Menghapus sisa rembesan air mata, kusapukan usapan lembut di kepalanya. Berdoa pada Tuhan, agar berbaik hati membiarkannya tidur tanpa ketakutan. Berharap malam ini tak akan ada mimpi buruk yang datang mengganggu tidurnya.
Dia sendirian. Dan dia kesepian.
'Tolong jangan tinggalkan aku.'
Air mataku kembali menetes mengingat permohonannya.
Abi sendirian.
Tetapi aku harus tetap meninggalkanmu. Batinku berbisik lirih, berharap suara batin ini sampai ke lubuk hatinya.
"Aku nggak bisa tinggal, Bi..."
Sudah cukup aku menikmati dinginnya tatapan papa padaku setiap harinya. Aku pasti tak sanggup jika menerima kemurkaannya demi seorang laki-laki yang terbuang. Itulah pemikiran papaku.
"Maafin aku, Bi."
Paling tidak jangan membuatnya malu. Begitulah ultimatum yang selalu di katakan Papa kepadaku.
"Aku nggak bisa tinggal."
Besok adalah hari kematian Ayahnya. Juga awal mula dari kegilaan yang menimpa ibunya. Abi selalu berpikir hari itu adalah hari di mana Tuhan membuka pintu neraka kepadanya.
Melangkah dari kamarnya, aku menyusuri tempat di mana aku meninggalkan tas beserta ponsel tadi. Meraih dua benda krusial itu, aku mempercepat langkah saat melihat sudah nyaris dini hari.
Aku siap mendengar makian lagi.
Baru akan membuka pintu, namun bunyi 'klik' dari luar membuatku mundur teratur.

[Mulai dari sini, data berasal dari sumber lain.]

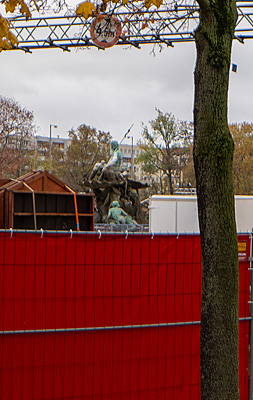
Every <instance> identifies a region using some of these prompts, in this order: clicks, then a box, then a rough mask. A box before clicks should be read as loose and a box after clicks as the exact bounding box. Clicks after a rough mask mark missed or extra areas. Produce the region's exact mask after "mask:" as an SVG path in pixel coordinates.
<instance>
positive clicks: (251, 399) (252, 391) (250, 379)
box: [249, 228, 253, 400]
mask: <svg viewBox="0 0 253 400" xmlns="http://www.w3.org/2000/svg"><path fill="white" fill-rule="evenodd" d="M249 263H250V317H251V320H250V337H249V400H253V290H252V288H253V228H252V231H251V235H250V258H249Z"/></svg>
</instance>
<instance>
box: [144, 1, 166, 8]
mask: <svg viewBox="0 0 253 400" xmlns="http://www.w3.org/2000/svg"><path fill="white" fill-rule="evenodd" d="M152 4H153V5H154V6H156V7H157V8H159V7H160V6H161V5H162V4H163V0H145V7H146V8H149V7H150V6H151V5H152Z"/></svg>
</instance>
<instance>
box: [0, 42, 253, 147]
mask: <svg viewBox="0 0 253 400" xmlns="http://www.w3.org/2000/svg"><path fill="white" fill-rule="evenodd" d="M151 50H152V47H150V46H148V45H144V46H142V48H141V50H138V49H135V48H131V49H124V48H123V47H120V46H115V47H113V48H109V49H107V50H105V51H102V50H97V49H96V48H94V49H93V48H92V49H91V50H87V49H85V50H75V49H74V50H72V51H71V53H67V52H62V51H61V50H60V49H50V50H34V51H33V53H32V54H25V53H23V52H21V51H12V52H2V53H0V85H1V86H0V87H1V90H0V94H1V95H3V96H7V97H12V98H14V99H15V100H17V101H18V102H19V103H20V105H21V106H22V107H26V108H27V109H29V110H30V111H33V112H34V117H35V122H36V125H37V126H38V132H37V133H38V134H40V135H45V136H48V135H49V125H50V124H56V125H58V129H57V130H53V136H56V135H60V136H64V137H67V135H68V131H69V130H70V129H71V128H72V127H73V128H77V127H78V126H79V125H80V124H82V123H85V124H87V125H91V126H94V127H95V128H97V129H100V130H104V131H109V132H110V133H111V134H112V136H113V137H114V138H115V139H117V140H120V139H121V138H122V136H123V134H124V133H125V131H126V130H127V129H128V128H129V127H130V125H131V124H132V123H134V127H133V129H132V131H131V135H134V141H135V142H136V140H137V139H138V138H139V137H140V131H141V123H142V122H144V123H145V124H147V123H148V121H149V120H150V119H153V118H154V117H155V116H156V112H155V107H157V108H160V109H161V110H162V111H163V112H166V111H167V112H172V113H173V114H174V115H175V117H176V118H178V119H180V120H188V121H192V120H193V98H194V82H193V80H194V65H195V58H196V52H195V45H194V43H179V44H175V47H174V48H171V47H169V48H167V47H166V46H164V48H163V51H162V52H161V53H159V51H158V49H157V51H156V56H155V57H154V56H152V55H151V54H150V52H151ZM232 62H234V63H236V64H237V65H238V71H237V73H233V72H231V73H230V92H229V121H230V122H242V121H247V122H253V112H252V93H253V76H252V71H253V40H248V41H246V42H245V44H244V45H242V44H240V43H238V42H236V41H234V45H233V55H232Z"/></svg>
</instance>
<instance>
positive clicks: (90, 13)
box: [76, 1, 96, 19]
mask: <svg viewBox="0 0 253 400" xmlns="http://www.w3.org/2000/svg"><path fill="white" fill-rule="evenodd" d="M95 11H96V8H95V6H94V4H93V3H91V2H90V1H84V2H83V3H80V4H79V5H78V6H77V9H76V15H81V16H83V17H84V18H85V19H87V18H89V17H91V16H92V14H93V12H95Z"/></svg>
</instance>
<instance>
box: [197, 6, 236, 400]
mask: <svg viewBox="0 0 253 400" xmlns="http://www.w3.org/2000/svg"><path fill="white" fill-rule="evenodd" d="M198 3H199V5H200V9H201V10H200V24H199V27H198V29H197V31H196V47H197V62H196V69H195V106H194V124H195V132H194V167H195V173H196V186H197V196H198V213H199V224H200V235H201V246H202V257H203V283H202V310H201V399H202V400H225V399H226V400H228V399H229V400H238V399H239V365H238V364H239V361H238V324H239V321H238V293H239V267H238V245H237V233H236V225H235V213H234V195H233V184H232V159H233V140H232V137H231V135H230V132H229V128H228V122H227V100H228V84H229V69H230V57H231V47H232V40H233V35H234V28H235V22H236V19H237V13H236V2H235V1H234V0H212V1H209V0H198Z"/></svg>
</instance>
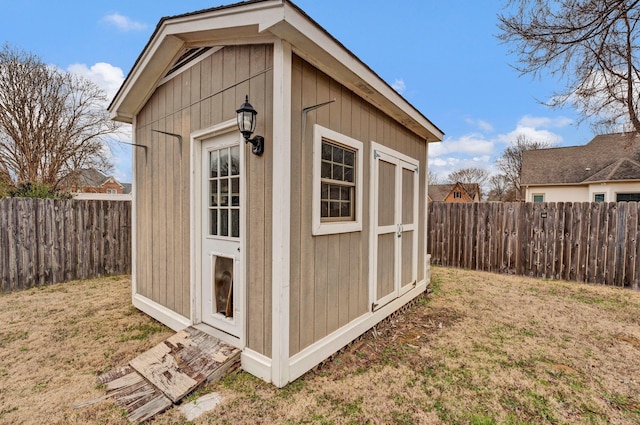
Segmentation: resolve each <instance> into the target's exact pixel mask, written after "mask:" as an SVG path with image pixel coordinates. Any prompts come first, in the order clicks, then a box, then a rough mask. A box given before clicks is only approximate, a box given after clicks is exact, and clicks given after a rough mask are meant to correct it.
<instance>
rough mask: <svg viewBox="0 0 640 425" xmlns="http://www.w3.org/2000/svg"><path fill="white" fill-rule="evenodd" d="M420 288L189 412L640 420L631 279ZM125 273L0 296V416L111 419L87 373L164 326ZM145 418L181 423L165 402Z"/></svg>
mask: <svg viewBox="0 0 640 425" xmlns="http://www.w3.org/2000/svg"><path fill="white" fill-rule="evenodd" d="M433 283H434V289H435V291H434V293H433V294H431V295H429V296H428V297H424V298H422V299H420V300H419V301H418V303H417V304H416V305H415V306H413V307H412V308H410V309H409V310H408V311H406V312H405V313H403V314H401V315H398V316H397V317H396V318H394V319H393V320H391V321H389V322H386V323H384V324H382V325H379V326H378V327H376V329H375V330H374V331H373V332H370V333H368V334H366V335H365V336H364V337H363V338H362V339H361V340H359V341H357V342H355V343H354V344H352V345H351V346H350V347H348V348H347V349H346V350H344V351H343V352H342V353H341V354H339V355H337V356H335V357H334V358H333V359H332V361H330V362H327V363H326V364H325V365H324V366H322V367H320V368H318V369H317V370H315V371H313V372H310V373H308V374H306V375H305V376H303V377H302V378H300V379H298V380H297V381H295V382H294V383H292V384H290V385H289V386H287V387H286V388H284V389H282V390H277V389H275V388H273V387H272V386H270V385H268V384H265V383H263V382H262V381H260V380H258V379H256V378H253V377H251V376H250V375H248V374H246V373H244V372H239V373H233V374H231V375H229V376H227V377H226V378H225V379H224V380H223V381H222V382H221V383H219V384H216V385H214V386H212V387H210V388H205V389H202V390H200V391H199V393H204V392H207V391H210V390H213V391H218V392H220V393H221V394H222V395H223V397H224V402H223V403H222V404H221V405H220V406H219V407H218V408H217V409H216V410H215V411H213V412H211V413H209V414H206V415H204V416H203V417H201V418H199V419H198V420H196V422H195V423H197V424H205V423H228V424H234V425H235V424H259V423H264V424H267V423H285V424H305V423H309V424H311V423H313V424H316V423H318V424H332V423H335V424H348V423H353V424H360V423H380V424H387V423H396V424H413V423H426V424H431V423H434V424H438V423H441V424H456V423H459V424H498V423H500V424H556V423H557V424H560V423H579V424H583V423H586V424H589V423H592V424H609V423H611V424H636V423H640V326H639V325H640V314H639V313H640V293H638V292H631V291H627V290H622V289H617V288H606V287H596V286H586V285H580V284H576V283H566V282H545V281H538V280H532V279H526V278H518V277H513V276H501V275H494V274H487V273H477V272H468V271H462V270H454V269H441V268H436V269H435V270H434V273H433ZM128 286H129V280H128V279H124V278H115V279H114V278H109V279H100V280H93V281H87V282H80V283H71V284H63V285H56V286H52V287H49V288H46V289H41V290H39V289H35V290H29V291H25V292H21V293H16V294H9V295H3V296H0V323H3V327H2V329H1V330H0V333H1V335H0V356H1V358H2V362H1V363H0V422H2V423H65V424H66V423H72V424H73V423H109V424H110V423H126V421H125V420H124V418H122V415H121V413H120V412H119V411H118V409H116V408H115V407H113V405H112V404H111V403H110V402H103V403H100V404H98V405H95V406H92V407H88V408H84V409H79V410H72V409H71V407H70V406H71V404H73V403H74V402H79V401H84V400H87V399H90V398H93V397H98V396H100V395H102V394H103V392H102V391H101V390H100V389H99V388H96V385H95V376H96V374H97V373H100V372H102V371H105V370H107V369H110V368H111V367H113V366H117V365H122V364H124V363H126V361H127V360H129V359H130V358H132V357H134V355H135V354H136V353H139V352H142V351H143V350H144V349H146V348H147V347H150V346H152V345H154V344H155V343H156V342H158V341H159V340H161V339H162V338H164V337H166V336H167V335H169V332H168V331H167V330H166V329H164V328H163V327H161V326H159V325H158V324H157V323H155V322H154V321H153V320H151V319H149V318H148V317H146V316H144V315H143V314H141V313H138V312H137V311H135V310H134V309H132V308H131V307H130V306H129V305H130V297H129V288H128ZM153 422H154V423H158V424H173V423H186V421H185V420H184V419H183V418H181V416H180V414H179V412H178V411H177V409H171V410H169V411H168V412H166V413H164V414H162V415H160V416H159V417H158V418H156V419H155V420H154V421H153Z"/></svg>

Abi tinggal di sebuah flat sederhana, dengan jalur keluar-masuk ketempat tinggalnya yang sangat mudah. Jadi tak heran, jika siapa saja bisa memasuki tempat ini kapan pun mereka mau.
Ya, sama seperti sekarang.
Ketika retinaku menemukan pemuda seumuran Abi dengan jaket kulit hitam dan tangan menenteng helm. Aku mengenal laki-laki ini.
Menyembunyikan keterkejutan, aku berusaha menunduk, walau aku tahu mata membulat dari teman Abi ini merupakan reaksi wajar darinya, saat melihatku berada di sini.
Itu satria.
Dan Abi menyuruhku menghindari pemuda ini.
Tak ingin memulai sesi tanya jawab, aku berusaha tampil tak tahu malu. "Permisi," kataku melewati sosoknya. Lalu debaman pintu membuatku memutuskan menyandarkan diri sejenak pada tembok.
KAMU SEDANG MEMBACA
One More Taste
General FictionSeperti namaku, faktanya aku adalah anak dari wanita kedua dalam hidup Ayah. Walau ibuku tetaplah satu-satunya istrinya sampai ia meregang nyawa. Tapi cinta Ayah tak pernah ada untuk ibu dan untukku, kemudian aku muak menjadi anaknya. ==Abimanyu Pu...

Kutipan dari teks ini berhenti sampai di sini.